International students often spend the summer at the College. The usual expectation is that international students will earn enough to support themselves during the summer. Earnings beyond a reasonable level of expenses (typically $3,000) are usually considered to be savings for the following academic year. If you will be working on campus this summer and earn more than this amount, a contribution from your earnings will be expected toward next year’s educational costs. Please confer with us about what savings will be expected of you.
Students working off-campus under the Federal Work-Study program during the school year or in the summer should monitor their earnings total so that they won’t go over their authorized earnings limits. Federal rules require us to contract with the employing organization for a set amount of earnings. Students can’t be paid more than the contract allows. We can advise you if you have questions about your earnings to date and what remains on your contract.

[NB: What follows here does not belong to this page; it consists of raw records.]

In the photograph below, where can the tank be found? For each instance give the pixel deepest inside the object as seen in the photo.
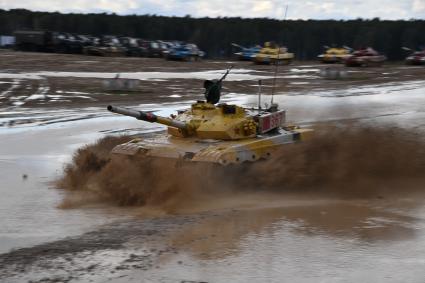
(365, 57)
(184, 52)
(271, 53)
(334, 54)
(213, 132)
(416, 58)
(246, 53)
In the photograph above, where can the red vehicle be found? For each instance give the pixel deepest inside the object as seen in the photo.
(365, 57)
(416, 58)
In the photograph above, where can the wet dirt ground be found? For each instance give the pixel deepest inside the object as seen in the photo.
(50, 105)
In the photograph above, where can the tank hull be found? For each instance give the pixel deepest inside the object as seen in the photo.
(164, 145)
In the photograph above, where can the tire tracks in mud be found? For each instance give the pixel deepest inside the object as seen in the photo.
(136, 243)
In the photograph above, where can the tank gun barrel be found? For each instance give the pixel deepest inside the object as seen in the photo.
(148, 117)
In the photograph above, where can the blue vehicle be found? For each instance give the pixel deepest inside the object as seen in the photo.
(246, 53)
(184, 52)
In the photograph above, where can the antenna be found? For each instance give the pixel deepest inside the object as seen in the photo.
(286, 12)
(259, 95)
(277, 61)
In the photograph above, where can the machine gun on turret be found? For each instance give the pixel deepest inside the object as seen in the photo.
(213, 88)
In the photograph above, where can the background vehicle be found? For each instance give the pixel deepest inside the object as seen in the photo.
(365, 57)
(271, 53)
(335, 54)
(185, 52)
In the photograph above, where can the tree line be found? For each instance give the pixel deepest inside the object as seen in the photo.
(305, 38)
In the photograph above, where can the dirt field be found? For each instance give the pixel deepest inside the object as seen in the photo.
(51, 105)
(74, 89)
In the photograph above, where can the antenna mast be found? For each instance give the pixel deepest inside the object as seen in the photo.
(277, 61)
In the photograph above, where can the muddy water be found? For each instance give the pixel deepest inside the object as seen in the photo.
(262, 239)
(331, 241)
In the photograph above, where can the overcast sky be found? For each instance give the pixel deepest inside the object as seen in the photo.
(309, 9)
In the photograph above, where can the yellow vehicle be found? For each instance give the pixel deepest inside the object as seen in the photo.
(335, 54)
(216, 133)
(271, 53)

Amherst College has several fellowship funds for alumni/ae to use to pursue graduate studies. A listing of fellowships appears in the College Catalog and more information is available from the Fellowships Office Web site — https://www.amherst.edu/campuslife/fellowships. Seniors who want to apply for Amherst College Fellowships may obtain application materials from the Fellowships Office, 213 Converse Hall, or the Office of Financial Aid.

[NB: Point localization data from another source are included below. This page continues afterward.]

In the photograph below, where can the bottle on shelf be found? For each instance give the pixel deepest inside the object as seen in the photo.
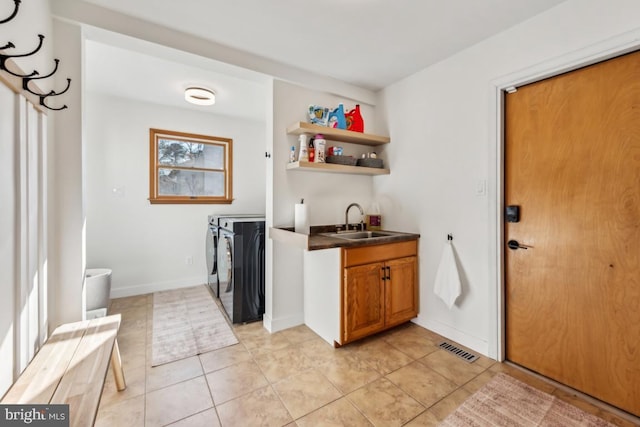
(354, 120)
(312, 150)
(303, 156)
(320, 144)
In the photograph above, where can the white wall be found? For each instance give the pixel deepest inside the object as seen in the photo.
(66, 181)
(327, 196)
(146, 245)
(443, 146)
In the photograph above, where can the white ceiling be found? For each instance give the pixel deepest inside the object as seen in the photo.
(367, 43)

Amherst scholarship recipients in the graduating class who have “senior expenses” can ask for assistance from the financial aid office. Senior expenses include graduate school application and testing costs, resume preparation, and unreimbursed interview costs, such as travel expenses.
Students whose total parental contribution (not adjusted for number of children in college) is $5,000 or less may qualify for a Dean’s Discretionary Grant of as much as $400. Additional expenses of as much as $2,000 may be covered through an Amherst College Loan. For students who receive scholarship aid from the College and whose total parental contribution is more than $5,000, student loan assistance is available. Federal aid funds can’t be used because the government says senior expenses aren’t part of current-year educational costs.
Note that academic expenses related to a thesis are a part of the books and supplies allowance. If reasonable thesis expenses exceed the standard allowance, a student receiving scholarship aid from the College may request an adjustment in financial assistance. Most additional thesis expenses are covered with scholarship aid.
Requests for assistance with senior expenses should be made in writing. In most instances it is helpful to set an appointment with a financial aid dean to discuss your senior expenses or extraordinary thesis expenses.
Graduating seniors who have borrowed a federal student loan while at Amherst are required to do an “exit interview” before they leave the College. If you borrowed a federal Stafford Loan, you should do the exit interview on-line at https://studentloans.gov. The link is also on our website.
If you borrowed a federal Perkins Loan or an Amherst College Loan, we will contact you in the latter part of your final semester to arrange an exit interview.
A federal Direct Consolidation Loan allows you to combine one or more federal education loans into a new loan that offers you several advantages.
You may review your federal student loans at http://www.nslds.ed.gov.
More information is available from the Federal Direct Consolidation Loans website — http://www.loanconsolidation.ed.gov. You should carefully review the benefits of your current federal education loan(s) before proceeding with a Federal Direct Consolidation Loan.
This page was last updated February 5, 2016.